Voltammetric currents for any ligand-to-metal concentration ratio in fully labile metal-macromolecular complexation. Easy computations, analytical properties of the currents and a graphical method to estimate the stability constant

Abstract

In order to enable a wider use of voltammetric methods in speciation analysis, it is convenient not to be restricted by ligand excess conditions.

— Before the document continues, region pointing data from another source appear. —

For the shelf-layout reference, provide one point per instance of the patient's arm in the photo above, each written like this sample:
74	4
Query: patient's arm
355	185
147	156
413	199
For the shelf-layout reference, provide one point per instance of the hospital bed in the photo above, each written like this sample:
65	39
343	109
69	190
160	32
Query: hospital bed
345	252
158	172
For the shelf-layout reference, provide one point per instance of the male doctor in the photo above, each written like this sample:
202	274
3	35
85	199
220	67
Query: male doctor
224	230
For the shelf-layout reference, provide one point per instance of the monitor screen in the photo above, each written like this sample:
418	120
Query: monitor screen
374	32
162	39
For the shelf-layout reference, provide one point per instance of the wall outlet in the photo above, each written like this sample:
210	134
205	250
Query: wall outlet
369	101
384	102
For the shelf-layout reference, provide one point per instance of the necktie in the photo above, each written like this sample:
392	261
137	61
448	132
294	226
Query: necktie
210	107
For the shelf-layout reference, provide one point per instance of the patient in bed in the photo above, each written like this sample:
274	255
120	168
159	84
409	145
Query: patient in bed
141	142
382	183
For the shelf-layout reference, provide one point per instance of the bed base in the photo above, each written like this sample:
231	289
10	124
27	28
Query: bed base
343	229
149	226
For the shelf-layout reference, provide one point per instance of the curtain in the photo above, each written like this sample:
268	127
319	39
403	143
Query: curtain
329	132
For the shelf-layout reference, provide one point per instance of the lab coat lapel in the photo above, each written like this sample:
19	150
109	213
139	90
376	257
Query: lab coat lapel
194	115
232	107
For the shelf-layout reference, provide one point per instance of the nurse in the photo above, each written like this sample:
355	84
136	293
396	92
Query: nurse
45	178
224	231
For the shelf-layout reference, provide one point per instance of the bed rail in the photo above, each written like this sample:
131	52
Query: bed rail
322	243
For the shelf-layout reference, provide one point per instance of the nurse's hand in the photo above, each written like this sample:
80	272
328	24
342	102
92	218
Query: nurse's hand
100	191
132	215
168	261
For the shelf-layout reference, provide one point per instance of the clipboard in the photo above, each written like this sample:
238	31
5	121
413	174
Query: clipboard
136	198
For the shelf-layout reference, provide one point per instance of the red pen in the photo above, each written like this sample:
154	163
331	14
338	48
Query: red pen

This work assumes labile ideal complexation of a metal ion by a ligand, planar electrode, no electrodic adsorption and equal diffusion coefficients for the complex and the ligand, but very different from the metal ion. It is shown that the system of non-linear equations describing the diffusion of the species in a potentiostatic experiment for any ligand to metal ratio can be reduced to only one ordinary differential equation by means of a change of variable. Standard numerical methods can then be used in the computation of the solution with a great saving of computational time and resources in comparison with other existing methods. Some properties of the currents are also proved: (i) Cottrellian behaviour for any current in normal pulse polarography (NPP) and for limiting currents in reverse pulse polarography (RPP), (ii) the dependence of the normalised limiting current (φ) on just three parameters, and (iii) the equality of limiting NPP and RPP currents. The normalised current for high stability constant values depends on just two parameters, one of which is the ratio of total metal/total ligand concentrations, and can be found from an implicit algebraic equation. A new representation for the normalised limiting currents is suggested: the iso-φ diagram, which for each ratio of diffusion coefficients, e, describes the currents for any stability constant in a unique drawing. A new graphical procedure arising from this diagram is suggested and then applied to data corresponding to Zn/poly(methacrylic) acid at pH 6 and fixed ionic strength.